Internacional

A primeira dimensão do que seria um comércio justo se refere à mudança de alguns dos princípios que regiam as negociações no Gatt e agora na OMC, particularmente a "Cláusula da Nação mais Favorecida"

Livre-comércio, essa foi a denominação dada às transações entre os países, particularmente a partir do século 18, sob a égide do liberalismo econômico. A teoria era de que a produção seria potencializada pela divisão internacional do trabalho a partir da especialização de cada país, a qual também representaria a respectiva vantagem comparativa no comércio. Assim, não faria sentido interpor barreiras à circulação de mercadorias, pois os países se desenvolveriam vendendo ou trocando produtos de acordo com sua especialização. Por exemplo, França e Portugal exportariam vinho; Alemanha e Estados Unidos, trigo; e Inglaterra, tecidos e outros bens industriais.

Não funcionou bem assim porque cada país, à medida do possível, buscava produzir e vender bens industriais, pois estes agregam maior valor ao resultado do comércio. Para tanto, protegiam-se contra a concorrência por meio de tarifas elevadas e outros mecanismos, enquanto procuravam acessar o mercado dos outros, às vezes à força, como ocorreu quando a Inglaterra declarou guerra à China para obrigá-la a comprar o ópio produzido na Índia, uma de suas colônias. Todas as potências que disputavam mercados e colônias no século 19 foram protecionistas, destacando-se os EUA, que enfrentavam cada crise econômica elevando as tarifas externas para limitar suas importações. Mesmo assim, o comércio mundial cresceu muito no final desse século. Porém, devido ao fortalecimento e às demandas dos mercados internos, e não à liberalização das barreiras ao comércio. Apesar do discurso liberal, na prática o “livre-comércio” não existia.

A falta de regulação da economia mundial e o protecionismo comercial foram considerados fatores importantes para provocar a Primeira Guerra Mundial, a grande depressão de 1929, a crise do liberalismo e, conseqüentemente, a Segunda Guerra Mundial. Uma das medidas adotadas no pós-guerra foi constituir mecanismos para negociar a redução das tarifas externas dos diferentes países que se dispuseram a isso, inicialmente 28, por meio da adesão ao Acordo Geral de Comércio e Tarifas (Gatt). Na década de 90, o Gatt foi substituído pela Organização Mundial do Comércio (OMC), que incorporou seus acordos e regras de funcionamento.

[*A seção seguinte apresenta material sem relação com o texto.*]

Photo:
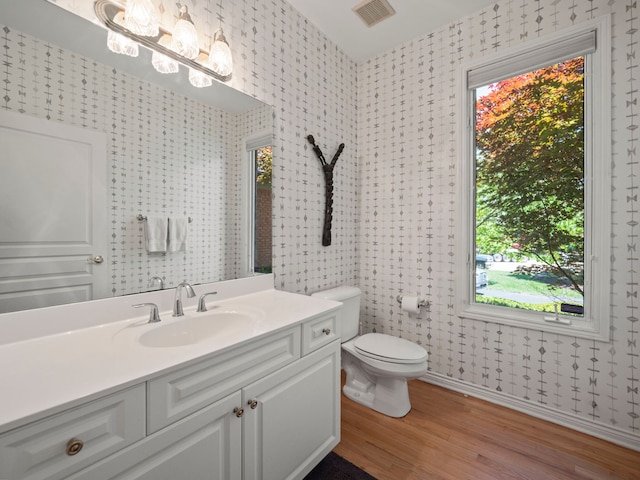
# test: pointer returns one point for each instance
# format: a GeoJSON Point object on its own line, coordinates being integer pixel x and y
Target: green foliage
{"type": "Point", "coordinates": [264, 166]}
{"type": "Point", "coordinates": [530, 167]}
{"type": "Point", "coordinates": [502, 302]}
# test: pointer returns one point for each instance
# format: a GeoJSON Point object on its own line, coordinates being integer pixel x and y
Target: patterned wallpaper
{"type": "Point", "coordinates": [407, 127]}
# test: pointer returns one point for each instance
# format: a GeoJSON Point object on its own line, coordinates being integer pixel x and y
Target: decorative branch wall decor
{"type": "Point", "coordinates": [328, 188]}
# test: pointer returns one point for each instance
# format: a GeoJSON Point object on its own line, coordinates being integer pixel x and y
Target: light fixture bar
{"type": "Point", "coordinates": [106, 11]}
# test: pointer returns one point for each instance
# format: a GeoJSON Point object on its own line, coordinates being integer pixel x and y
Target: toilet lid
{"type": "Point", "coordinates": [390, 348]}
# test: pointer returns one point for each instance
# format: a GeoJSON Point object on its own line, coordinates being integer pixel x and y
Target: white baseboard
{"type": "Point", "coordinates": [599, 430]}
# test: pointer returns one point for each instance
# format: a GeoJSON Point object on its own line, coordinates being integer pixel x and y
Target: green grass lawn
{"type": "Point", "coordinates": [528, 284]}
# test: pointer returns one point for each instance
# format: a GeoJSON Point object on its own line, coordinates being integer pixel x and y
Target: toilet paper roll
{"type": "Point", "coordinates": [410, 304]}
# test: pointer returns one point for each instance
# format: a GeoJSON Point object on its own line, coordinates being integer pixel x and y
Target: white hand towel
{"type": "Point", "coordinates": [178, 234]}
{"type": "Point", "coordinates": [155, 234]}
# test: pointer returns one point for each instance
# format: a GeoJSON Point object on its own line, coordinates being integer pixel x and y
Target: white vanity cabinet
{"type": "Point", "coordinates": [292, 417]}
{"type": "Point", "coordinates": [261, 410]}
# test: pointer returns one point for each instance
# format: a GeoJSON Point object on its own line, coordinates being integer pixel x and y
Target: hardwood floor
{"type": "Point", "coordinates": [450, 436]}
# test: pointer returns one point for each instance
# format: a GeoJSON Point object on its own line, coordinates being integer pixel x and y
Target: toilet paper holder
{"type": "Point", "coordinates": [421, 302]}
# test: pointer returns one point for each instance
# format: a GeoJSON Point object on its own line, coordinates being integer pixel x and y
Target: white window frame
{"type": "Point", "coordinates": [595, 324]}
{"type": "Point", "coordinates": [252, 143]}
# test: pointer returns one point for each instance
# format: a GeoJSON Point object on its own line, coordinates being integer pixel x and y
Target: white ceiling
{"type": "Point", "coordinates": [413, 18]}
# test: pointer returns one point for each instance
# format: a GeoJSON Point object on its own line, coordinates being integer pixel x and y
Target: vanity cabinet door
{"type": "Point", "coordinates": [320, 331]}
{"type": "Point", "coordinates": [202, 446]}
{"type": "Point", "coordinates": [57, 446]}
{"type": "Point", "coordinates": [292, 417]}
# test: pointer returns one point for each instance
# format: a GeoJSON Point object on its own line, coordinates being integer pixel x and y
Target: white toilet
{"type": "Point", "coordinates": [377, 365]}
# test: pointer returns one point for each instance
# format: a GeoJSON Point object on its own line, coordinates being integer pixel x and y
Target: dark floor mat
{"type": "Point", "coordinates": [334, 467]}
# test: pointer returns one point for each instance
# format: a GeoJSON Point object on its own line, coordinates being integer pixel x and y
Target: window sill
{"type": "Point", "coordinates": [578, 327]}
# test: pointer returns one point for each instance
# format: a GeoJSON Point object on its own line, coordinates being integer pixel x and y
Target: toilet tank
{"type": "Point", "coordinates": [350, 299]}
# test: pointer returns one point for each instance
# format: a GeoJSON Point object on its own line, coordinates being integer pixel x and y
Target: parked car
{"type": "Point", "coordinates": [482, 279]}
{"type": "Point", "coordinates": [483, 262]}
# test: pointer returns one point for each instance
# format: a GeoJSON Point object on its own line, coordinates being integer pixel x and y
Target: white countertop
{"type": "Point", "coordinates": [44, 375]}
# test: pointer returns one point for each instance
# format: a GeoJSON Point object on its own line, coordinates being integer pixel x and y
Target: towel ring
{"type": "Point", "coordinates": [142, 218]}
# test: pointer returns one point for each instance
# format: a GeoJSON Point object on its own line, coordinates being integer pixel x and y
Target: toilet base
{"type": "Point", "coordinates": [385, 394]}
{"type": "Point", "coordinates": [389, 396]}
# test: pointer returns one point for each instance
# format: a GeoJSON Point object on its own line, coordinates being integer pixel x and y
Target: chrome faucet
{"type": "Point", "coordinates": [177, 304]}
{"type": "Point", "coordinates": [202, 306]}
{"type": "Point", "coordinates": [154, 316]}
{"type": "Point", "coordinates": [156, 280]}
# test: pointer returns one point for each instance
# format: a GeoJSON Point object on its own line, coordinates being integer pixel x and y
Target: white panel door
{"type": "Point", "coordinates": [52, 213]}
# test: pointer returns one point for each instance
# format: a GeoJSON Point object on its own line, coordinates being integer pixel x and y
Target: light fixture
{"type": "Point", "coordinates": [161, 62]}
{"type": "Point", "coordinates": [184, 40]}
{"type": "Point", "coordinates": [199, 79]}
{"type": "Point", "coordinates": [135, 25]}
{"type": "Point", "coordinates": [118, 43]}
{"type": "Point", "coordinates": [220, 60]}
{"type": "Point", "coordinates": [141, 18]}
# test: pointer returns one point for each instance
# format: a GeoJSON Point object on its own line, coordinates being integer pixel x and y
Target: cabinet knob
{"type": "Point", "coordinates": [74, 446]}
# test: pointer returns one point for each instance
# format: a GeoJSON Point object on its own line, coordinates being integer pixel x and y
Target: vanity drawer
{"type": "Point", "coordinates": [320, 331]}
{"type": "Point", "coordinates": [45, 449]}
{"type": "Point", "coordinates": [182, 392]}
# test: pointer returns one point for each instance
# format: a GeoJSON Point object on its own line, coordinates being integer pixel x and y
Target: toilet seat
{"type": "Point", "coordinates": [388, 348]}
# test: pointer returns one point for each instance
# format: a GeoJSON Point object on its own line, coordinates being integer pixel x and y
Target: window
{"type": "Point", "coordinates": [260, 154]}
{"type": "Point", "coordinates": [535, 175]}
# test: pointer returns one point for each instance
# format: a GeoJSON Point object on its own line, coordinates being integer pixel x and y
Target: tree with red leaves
{"type": "Point", "coordinates": [530, 167]}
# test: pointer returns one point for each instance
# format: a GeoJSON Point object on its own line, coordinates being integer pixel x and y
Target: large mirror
{"type": "Point", "coordinates": [167, 149]}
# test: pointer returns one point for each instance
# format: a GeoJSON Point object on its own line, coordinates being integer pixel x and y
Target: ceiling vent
{"type": "Point", "coordinates": [373, 11]}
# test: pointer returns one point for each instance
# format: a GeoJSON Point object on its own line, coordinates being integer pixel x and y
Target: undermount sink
{"type": "Point", "coordinates": [199, 328]}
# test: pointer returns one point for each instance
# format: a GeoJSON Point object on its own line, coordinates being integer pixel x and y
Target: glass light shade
{"type": "Point", "coordinates": [120, 44]}
{"type": "Point", "coordinates": [199, 79]}
{"type": "Point", "coordinates": [141, 18]}
{"type": "Point", "coordinates": [220, 60]}
{"type": "Point", "coordinates": [184, 39]}
{"type": "Point", "coordinates": [164, 64]}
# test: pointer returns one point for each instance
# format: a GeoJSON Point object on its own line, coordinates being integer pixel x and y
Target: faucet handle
{"type": "Point", "coordinates": [202, 307]}
{"type": "Point", "coordinates": [154, 316]}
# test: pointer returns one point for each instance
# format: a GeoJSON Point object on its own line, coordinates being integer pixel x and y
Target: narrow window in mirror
{"type": "Point", "coordinates": [261, 162]}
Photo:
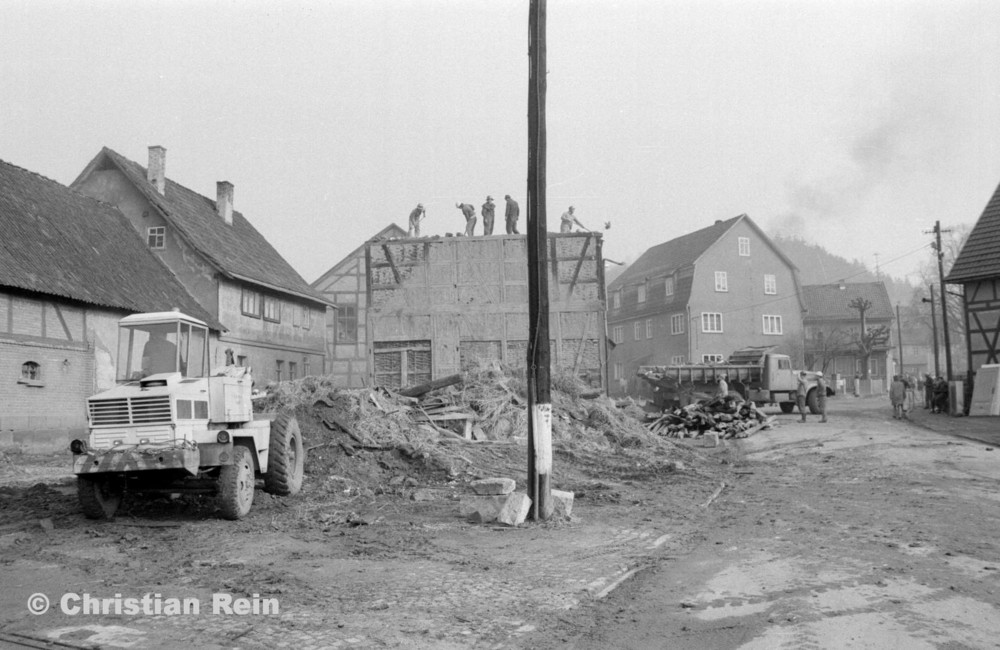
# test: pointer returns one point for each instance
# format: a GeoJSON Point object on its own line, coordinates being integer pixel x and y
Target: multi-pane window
{"type": "Point", "coordinates": [711, 321]}
{"type": "Point", "coordinates": [677, 324]}
{"type": "Point", "coordinates": [156, 237]}
{"type": "Point", "coordinates": [721, 281]}
{"type": "Point", "coordinates": [250, 303]}
{"type": "Point", "coordinates": [772, 324]}
{"type": "Point", "coordinates": [272, 309]}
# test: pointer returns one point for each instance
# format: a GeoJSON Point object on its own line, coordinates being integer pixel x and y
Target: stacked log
{"type": "Point", "coordinates": [726, 417]}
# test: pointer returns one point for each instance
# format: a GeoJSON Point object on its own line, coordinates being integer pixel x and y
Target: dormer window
{"type": "Point", "coordinates": [156, 237]}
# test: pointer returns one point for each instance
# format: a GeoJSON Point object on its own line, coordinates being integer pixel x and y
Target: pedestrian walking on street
{"type": "Point", "coordinates": [469, 212]}
{"type": "Point", "coordinates": [511, 215]}
{"type": "Point", "coordinates": [488, 208]}
{"type": "Point", "coordinates": [897, 394]}
{"type": "Point", "coordinates": [821, 395]}
{"type": "Point", "coordinates": [567, 221]}
{"type": "Point", "coordinates": [801, 390]}
{"type": "Point", "coordinates": [416, 216]}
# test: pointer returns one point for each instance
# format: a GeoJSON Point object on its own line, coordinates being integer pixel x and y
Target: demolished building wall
{"type": "Point", "coordinates": [437, 305]}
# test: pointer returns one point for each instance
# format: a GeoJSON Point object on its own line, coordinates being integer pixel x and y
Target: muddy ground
{"type": "Point", "coordinates": [864, 532]}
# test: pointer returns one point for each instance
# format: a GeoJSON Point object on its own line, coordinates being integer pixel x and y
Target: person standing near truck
{"type": "Point", "coordinates": [801, 390]}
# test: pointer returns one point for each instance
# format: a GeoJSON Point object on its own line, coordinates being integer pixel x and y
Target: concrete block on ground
{"type": "Point", "coordinates": [494, 486]}
{"type": "Point", "coordinates": [515, 509]}
{"type": "Point", "coordinates": [481, 509]}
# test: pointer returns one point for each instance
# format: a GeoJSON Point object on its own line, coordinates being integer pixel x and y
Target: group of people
{"type": "Point", "coordinates": [903, 394]}
{"type": "Point", "coordinates": [488, 211]}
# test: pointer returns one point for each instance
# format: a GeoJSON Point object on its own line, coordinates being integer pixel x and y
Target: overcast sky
{"type": "Point", "coordinates": [851, 124]}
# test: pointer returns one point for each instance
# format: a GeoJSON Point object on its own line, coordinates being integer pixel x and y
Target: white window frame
{"type": "Point", "coordinates": [772, 325]}
{"type": "Point", "coordinates": [721, 281]}
{"type": "Point", "coordinates": [156, 238]}
{"type": "Point", "coordinates": [711, 322]}
{"type": "Point", "coordinates": [677, 324]}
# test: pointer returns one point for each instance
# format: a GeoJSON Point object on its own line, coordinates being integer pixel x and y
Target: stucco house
{"type": "Point", "coordinates": [345, 285]}
{"type": "Point", "coordinates": [700, 297]}
{"type": "Point", "coordinates": [275, 322]}
{"type": "Point", "coordinates": [70, 268]}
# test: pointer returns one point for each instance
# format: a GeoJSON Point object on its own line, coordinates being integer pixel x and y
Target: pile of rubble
{"type": "Point", "coordinates": [724, 417]}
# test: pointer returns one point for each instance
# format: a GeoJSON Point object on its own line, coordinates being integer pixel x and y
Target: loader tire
{"type": "Point", "coordinates": [236, 485]}
{"type": "Point", "coordinates": [286, 457]}
{"type": "Point", "coordinates": [812, 400]}
{"type": "Point", "coordinates": [99, 497]}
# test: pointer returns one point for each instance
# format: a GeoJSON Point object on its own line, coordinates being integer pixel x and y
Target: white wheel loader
{"type": "Point", "coordinates": [172, 425]}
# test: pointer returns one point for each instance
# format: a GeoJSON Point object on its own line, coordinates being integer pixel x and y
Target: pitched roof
{"type": "Point", "coordinates": [237, 250]}
{"type": "Point", "coordinates": [831, 302]}
{"type": "Point", "coordinates": [980, 256]}
{"type": "Point", "coordinates": [61, 243]}
{"type": "Point", "coordinates": [664, 259]}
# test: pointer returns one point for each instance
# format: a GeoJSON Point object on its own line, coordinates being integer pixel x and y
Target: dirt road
{"type": "Point", "coordinates": [861, 533]}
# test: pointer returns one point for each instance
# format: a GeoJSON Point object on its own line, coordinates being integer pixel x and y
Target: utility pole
{"type": "Point", "coordinates": [899, 332]}
{"type": "Point", "coordinates": [944, 298]}
{"type": "Point", "coordinates": [937, 365]}
{"type": "Point", "coordinates": [539, 360]}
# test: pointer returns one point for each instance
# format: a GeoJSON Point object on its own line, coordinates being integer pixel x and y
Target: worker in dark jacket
{"type": "Point", "coordinates": [512, 214]}
{"type": "Point", "coordinates": [488, 208]}
{"type": "Point", "coordinates": [469, 212]}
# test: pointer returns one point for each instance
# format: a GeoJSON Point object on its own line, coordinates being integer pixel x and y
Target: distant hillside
{"type": "Point", "coordinates": [818, 266]}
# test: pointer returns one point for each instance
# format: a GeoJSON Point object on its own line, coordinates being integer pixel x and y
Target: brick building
{"type": "Point", "coordinates": [275, 322]}
{"type": "Point", "coordinates": [70, 268]}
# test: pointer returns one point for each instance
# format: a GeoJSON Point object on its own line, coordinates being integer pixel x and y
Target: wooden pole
{"type": "Point", "coordinates": [539, 399]}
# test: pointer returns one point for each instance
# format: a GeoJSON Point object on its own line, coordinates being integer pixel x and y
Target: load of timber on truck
{"type": "Point", "coordinates": [756, 374]}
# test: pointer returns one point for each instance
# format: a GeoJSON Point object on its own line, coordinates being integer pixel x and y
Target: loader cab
{"type": "Point", "coordinates": [161, 343]}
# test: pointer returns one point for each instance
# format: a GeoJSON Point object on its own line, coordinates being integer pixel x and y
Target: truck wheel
{"type": "Point", "coordinates": [99, 497]}
{"type": "Point", "coordinates": [812, 400]}
{"type": "Point", "coordinates": [236, 485]}
{"type": "Point", "coordinates": [286, 457]}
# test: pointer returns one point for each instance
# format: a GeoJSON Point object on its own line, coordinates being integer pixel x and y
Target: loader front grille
{"type": "Point", "coordinates": [130, 410]}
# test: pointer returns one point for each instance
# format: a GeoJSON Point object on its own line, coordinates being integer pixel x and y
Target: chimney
{"type": "Point", "coordinates": [156, 172]}
{"type": "Point", "coordinates": [224, 201]}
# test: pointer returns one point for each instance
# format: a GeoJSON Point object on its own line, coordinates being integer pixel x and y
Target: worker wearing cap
{"type": "Point", "coordinates": [512, 214]}
{"type": "Point", "coordinates": [416, 217]}
{"type": "Point", "coordinates": [488, 208]}
{"type": "Point", "coordinates": [469, 212]}
{"type": "Point", "coordinates": [568, 219]}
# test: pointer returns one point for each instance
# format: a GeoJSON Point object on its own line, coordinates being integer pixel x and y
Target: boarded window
{"type": "Point", "coordinates": [402, 363]}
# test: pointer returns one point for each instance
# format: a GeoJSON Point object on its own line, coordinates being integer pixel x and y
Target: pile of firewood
{"type": "Point", "coordinates": [725, 417]}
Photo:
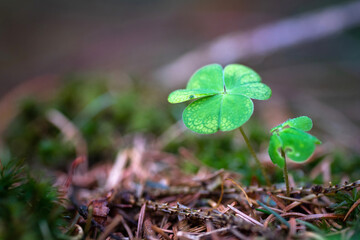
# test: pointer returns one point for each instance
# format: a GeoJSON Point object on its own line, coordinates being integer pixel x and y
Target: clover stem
{"type": "Point", "coordinates": [254, 156]}
{"type": "Point", "coordinates": [286, 177]}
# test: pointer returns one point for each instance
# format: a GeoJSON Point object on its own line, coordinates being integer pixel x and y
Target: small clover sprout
{"type": "Point", "coordinates": [222, 97]}
{"type": "Point", "coordinates": [290, 139]}
{"type": "Point", "coordinates": [222, 100]}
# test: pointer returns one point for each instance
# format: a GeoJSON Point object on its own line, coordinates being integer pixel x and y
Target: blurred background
{"type": "Point", "coordinates": [308, 52]}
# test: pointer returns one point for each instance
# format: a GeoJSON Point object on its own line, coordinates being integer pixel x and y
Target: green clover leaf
{"type": "Point", "coordinates": [291, 138]}
{"type": "Point", "coordinates": [222, 97]}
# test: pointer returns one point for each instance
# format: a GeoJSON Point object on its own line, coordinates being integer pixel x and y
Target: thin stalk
{"type": "Point", "coordinates": [255, 156]}
{"type": "Point", "coordinates": [286, 177]}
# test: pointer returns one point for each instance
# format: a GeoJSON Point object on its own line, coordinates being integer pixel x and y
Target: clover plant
{"type": "Point", "coordinates": [222, 99]}
{"type": "Point", "coordinates": [290, 139]}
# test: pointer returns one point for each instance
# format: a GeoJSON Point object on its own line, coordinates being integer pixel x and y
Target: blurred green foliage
{"type": "Point", "coordinates": [106, 113]}
{"type": "Point", "coordinates": [106, 116]}
{"type": "Point", "coordinates": [29, 208]}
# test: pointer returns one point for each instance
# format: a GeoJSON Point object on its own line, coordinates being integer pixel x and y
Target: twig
{"type": "Point", "coordinates": [141, 221]}
{"type": "Point", "coordinates": [279, 35]}
{"type": "Point", "coordinates": [321, 216]}
{"type": "Point", "coordinates": [281, 219]}
{"type": "Point", "coordinates": [246, 217]}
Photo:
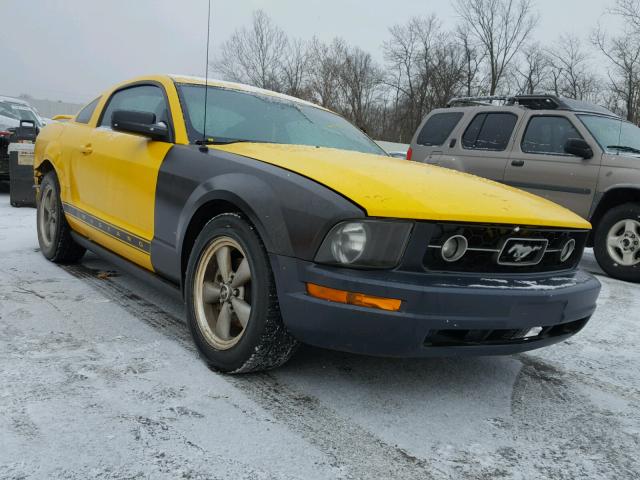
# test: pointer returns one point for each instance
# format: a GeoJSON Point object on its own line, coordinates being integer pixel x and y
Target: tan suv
{"type": "Point", "coordinates": [574, 153]}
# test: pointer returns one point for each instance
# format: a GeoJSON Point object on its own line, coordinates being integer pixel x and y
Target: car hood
{"type": "Point", "coordinates": [394, 188]}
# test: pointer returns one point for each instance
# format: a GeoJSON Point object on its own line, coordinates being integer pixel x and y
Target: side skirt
{"type": "Point", "coordinates": [138, 272]}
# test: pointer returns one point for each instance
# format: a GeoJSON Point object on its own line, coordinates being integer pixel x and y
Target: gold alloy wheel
{"type": "Point", "coordinates": [623, 242]}
{"type": "Point", "coordinates": [222, 293]}
{"type": "Point", "coordinates": [48, 217]}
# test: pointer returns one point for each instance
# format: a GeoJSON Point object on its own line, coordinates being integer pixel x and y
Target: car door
{"type": "Point", "coordinates": [540, 165]}
{"type": "Point", "coordinates": [117, 173]}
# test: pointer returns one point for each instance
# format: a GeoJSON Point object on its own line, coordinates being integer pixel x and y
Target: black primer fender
{"type": "Point", "coordinates": [292, 213]}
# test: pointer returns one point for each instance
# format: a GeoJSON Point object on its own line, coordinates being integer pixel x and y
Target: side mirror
{"type": "Point", "coordinates": [579, 148]}
{"type": "Point", "coordinates": [140, 123]}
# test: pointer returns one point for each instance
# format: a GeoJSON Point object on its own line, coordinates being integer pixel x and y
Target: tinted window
{"type": "Point", "coordinates": [438, 128]}
{"type": "Point", "coordinates": [234, 115]}
{"type": "Point", "coordinates": [145, 98]}
{"type": "Point", "coordinates": [85, 114]}
{"type": "Point", "coordinates": [548, 135]}
{"type": "Point", "coordinates": [489, 131]}
{"type": "Point", "coordinates": [613, 134]}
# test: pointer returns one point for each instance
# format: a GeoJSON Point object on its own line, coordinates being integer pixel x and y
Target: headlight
{"type": "Point", "coordinates": [365, 243]}
{"type": "Point", "coordinates": [567, 250]}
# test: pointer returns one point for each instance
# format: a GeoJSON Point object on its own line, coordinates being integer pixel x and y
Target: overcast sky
{"type": "Point", "coordinates": [72, 49]}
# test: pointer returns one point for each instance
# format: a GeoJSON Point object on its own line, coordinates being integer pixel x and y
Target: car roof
{"type": "Point", "coordinates": [14, 100]}
{"type": "Point", "coordinates": [545, 103]}
{"type": "Point", "coordinates": [194, 80]}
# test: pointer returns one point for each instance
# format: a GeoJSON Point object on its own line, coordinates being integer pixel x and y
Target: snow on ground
{"type": "Point", "coordinates": [100, 380]}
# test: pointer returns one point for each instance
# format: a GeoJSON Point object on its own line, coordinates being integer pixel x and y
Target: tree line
{"type": "Point", "coordinates": [489, 52]}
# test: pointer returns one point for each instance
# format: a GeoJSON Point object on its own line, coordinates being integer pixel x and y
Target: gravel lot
{"type": "Point", "coordinates": [100, 380]}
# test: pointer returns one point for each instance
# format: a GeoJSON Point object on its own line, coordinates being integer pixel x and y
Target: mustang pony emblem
{"type": "Point", "coordinates": [519, 252]}
{"type": "Point", "coordinates": [522, 251]}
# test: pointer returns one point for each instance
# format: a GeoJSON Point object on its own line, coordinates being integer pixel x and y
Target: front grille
{"type": "Point", "coordinates": [469, 338]}
{"type": "Point", "coordinates": [485, 252]}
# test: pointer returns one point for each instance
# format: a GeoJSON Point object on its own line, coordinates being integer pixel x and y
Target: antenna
{"type": "Point", "coordinates": [203, 144]}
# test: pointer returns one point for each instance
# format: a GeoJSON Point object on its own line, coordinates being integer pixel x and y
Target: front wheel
{"type": "Point", "coordinates": [232, 305]}
{"type": "Point", "coordinates": [617, 242]}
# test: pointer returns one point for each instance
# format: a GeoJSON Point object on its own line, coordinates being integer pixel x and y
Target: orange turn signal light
{"type": "Point", "coordinates": [352, 298]}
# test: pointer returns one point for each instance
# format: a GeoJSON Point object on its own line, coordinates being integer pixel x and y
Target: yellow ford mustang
{"type": "Point", "coordinates": [280, 222]}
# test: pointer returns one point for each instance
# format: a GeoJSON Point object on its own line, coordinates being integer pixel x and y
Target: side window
{"type": "Point", "coordinates": [548, 135]}
{"type": "Point", "coordinates": [143, 98]}
{"type": "Point", "coordinates": [437, 129]}
{"type": "Point", "coordinates": [489, 131]}
{"type": "Point", "coordinates": [85, 114]}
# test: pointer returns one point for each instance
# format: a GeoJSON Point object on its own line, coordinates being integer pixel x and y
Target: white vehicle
{"type": "Point", "coordinates": [16, 109]}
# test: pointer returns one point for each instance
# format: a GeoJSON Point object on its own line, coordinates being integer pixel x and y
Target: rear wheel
{"type": "Point", "coordinates": [232, 305]}
{"type": "Point", "coordinates": [617, 242]}
{"type": "Point", "coordinates": [54, 233]}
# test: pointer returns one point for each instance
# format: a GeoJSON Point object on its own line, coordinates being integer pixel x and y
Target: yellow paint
{"type": "Point", "coordinates": [113, 176]}
{"type": "Point", "coordinates": [395, 188]}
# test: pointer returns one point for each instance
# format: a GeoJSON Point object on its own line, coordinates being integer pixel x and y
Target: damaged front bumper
{"type": "Point", "coordinates": [440, 314]}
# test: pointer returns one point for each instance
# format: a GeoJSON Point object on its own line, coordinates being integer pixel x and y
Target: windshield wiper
{"type": "Point", "coordinates": [624, 148]}
{"type": "Point", "coordinates": [228, 141]}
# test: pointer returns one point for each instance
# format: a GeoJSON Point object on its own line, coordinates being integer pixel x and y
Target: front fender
{"type": "Point", "coordinates": [290, 212]}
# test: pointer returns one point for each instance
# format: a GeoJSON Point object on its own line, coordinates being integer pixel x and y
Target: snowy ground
{"type": "Point", "coordinates": [100, 380]}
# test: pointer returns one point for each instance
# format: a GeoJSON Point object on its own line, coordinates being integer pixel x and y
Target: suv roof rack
{"type": "Point", "coordinates": [533, 102]}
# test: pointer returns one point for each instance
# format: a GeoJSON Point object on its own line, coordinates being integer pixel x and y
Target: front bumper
{"type": "Point", "coordinates": [440, 315]}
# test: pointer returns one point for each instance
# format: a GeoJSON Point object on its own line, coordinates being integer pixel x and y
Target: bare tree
{"type": "Point", "coordinates": [501, 27]}
{"type": "Point", "coordinates": [360, 80]}
{"type": "Point", "coordinates": [623, 52]}
{"type": "Point", "coordinates": [420, 59]}
{"type": "Point", "coordinates": [533, 70]}
{"type": "Point", "coordinates": [571, 71]}
{"type": "Point", "coordinates": [295, 69]}
{"type": "Point", "coordinates": [254, 55]}
{"type": "Point", "coordinates": [324, 74]}
{"type": "Point", "coordinates": [473, 59]}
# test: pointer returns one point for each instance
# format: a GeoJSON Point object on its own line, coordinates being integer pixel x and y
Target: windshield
{"type": "Point", "coordinates": [613, 135]}
{"type": "Point", "coordinates": [247, 116]}
{"type": "Point", "coordinates": [18, 112]}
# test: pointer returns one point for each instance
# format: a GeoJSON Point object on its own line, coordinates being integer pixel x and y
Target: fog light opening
{"type": "Point", "coordinates": [567, 250]}
{"type": "Point", "coordinates": [454, 248]}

Embora a tarifa média de bens industriais se reduzisse de 40% para quase 4%, entre 1948 e 1979, e o comércio mundial tivesse praticamente quintuplicado, o Gatt e sua sucessora dificilmente podem ser considerados instrumentos de promoção do livre comércio. Em primeiro lugar, a dimensão e a velocidade da redução tarifária, bem como os bens envolvidos, eram negociadas nas rodadas do Gatt, em que os países industrializados – particularmente EUA, União Européia, Japão e Canadá, também conhecidos como “O Quadrilátero”, ou “Quad” – tiveram hegemonia desde o início e as regras foram definidas de acordo com seus interesses.

A partir de 1994, novos temas, como serviços e propriedade intelectual, também foram incluídos nas negociações devido ao lobby de corporações multinacionais desses setores. As regras internacionais de comércio e investimentos são definidas cada vez mais de acordo com os interesses das empresas, chegando, em alguns casos, a pôr os direitos das multinacionais acima da própria legislação dos Estados nacionais.

Comércio justo

Comércio justo é a denominação do contraponto ao livre comércio. Além da assimetria econômica entre os países que este ajudou a provocar, devido a negociações de má-fé e regras manipuladas, normas trabalhistas e ambientais também têm sido violadas em função da competição desenfreada no comércio internacional, pois o desrespeito à legislação pode significar a redução de preços e a conquista de mercados.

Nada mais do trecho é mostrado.